此の仁と聖とは何處が違ふとなれば、仁は古より四季に配すれば夏に当たっておる。聖は春に当たっておる。夏といふものは、春萬物を生じて、其の生じたる萬物を養うて大きく盛んにする。しかし春が本になっておる。仁の本は孝であるといふに同じて、春は即ち親に事へる所の孝道である。孝は本で、それから仁といふものが生るる。それがためにに學而篇の首に「孝弟也者其仁之本與」といふことを言ってある。孝が本である故に、孝經にも「夫孝は德之本也」とある。德は仁である。其の仁の本は孝である。それが為に、仁と聖とが明らかに分けてある。其の事は禮記の郷飲酒義に「東方は春、春之言為るは蠢なり、萬物産するは聖なり、南方は夏、夏之言為るは假なり、之を養ひ之を長じ之を假(おほいにする)は仁なり」とある。假は大の義。是れ聖は仁の本名の明證である。

 

遍く天下の人に徳を施し、能く缺くる所なく行渉るようにして、天下に困難して居る孤獨の人民の無いというようにする事は、堯舜の如き明君でも、中々行届きかねて苦しんだものである。民を悉く安泰ならしむるといふことは、堯舜も之をごく艱難として憂へて、其處までは届きかねたものである。それは迚(とて)も及ぶべき訳がない。其の聖人より一段下って居る所の仁といふものは、これは誰でも行はるるものであって、誰でも出来るが、聖といふ事は、中々出来ることではない。

 

仁といふものは、己れが立ちたいと思ふ時に、吾れ一人立つといふは不仁であるから、己れが身を立てたいと思へば、他の人も皆立ちたいと思ふでありませうと、考へなければいかぬ。我立ちたいと思へば、人皆な立ちたいと思ふ筈の事である。
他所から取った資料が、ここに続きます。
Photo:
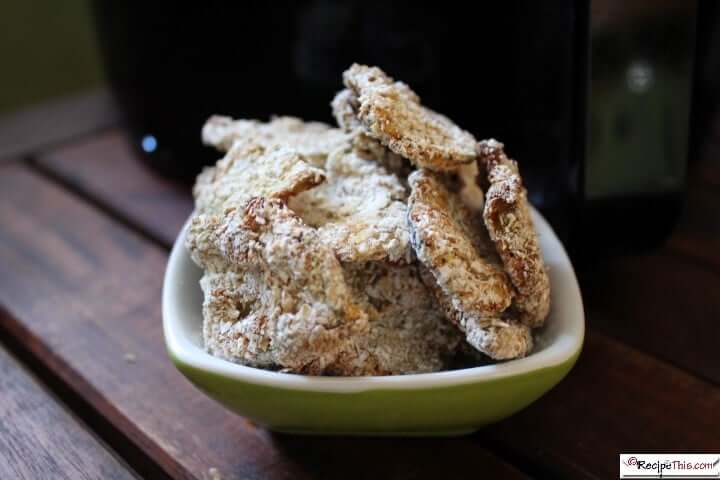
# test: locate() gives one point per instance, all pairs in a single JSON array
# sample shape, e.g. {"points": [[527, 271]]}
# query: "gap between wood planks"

因て我が力の届く限りは、人を立つるようにする。これが仁である。また己れが立身したいと思ふ時に、立身したいと思ふは、我ばかりではあるまい。他の人も其の心があるに相違ないと、我心を以て規矩として、人の心を謀る。其處で、先づ我身を擱(さしお)いて、先の人の立身するように、此の方で其の人の為に働いてやる。これが仁。

 

「能く近く取て譬ふ」といふは、我が心を以て人を推し測ることである。我身が此の通りに思へば、人も此の通りの事を思ふはずと、人の事を我が心を以て覺って行く。此れを近く取りて譬ふといふ。何事をするにも、我は此事は樂しいと思ふ。然らば人も樂しいと思ふはずである。其處で我心を以て人を測って、人の為に盡してやる。これが仁である。道はこれより他にない。之を行うて行けば仁になる。やはり忠恕である。恕といふは心の如くといふことで、我が心に思ふ如くに人も此の如くであらうと測る。さう思へば人の為に謀って人の為にする。必ず人の為にすれば、人の方でも唯々見ておらぬ。我が為にしてくれる。けれども、我が為にするを謀ってするではない。向うの人が平氣でゐて應じて来ぬでも、我は我だけの事を盡してやるが仁である。古語に「仁以(もっ)て人親(したし)む」とある。仁は親なりといふ註釋もある。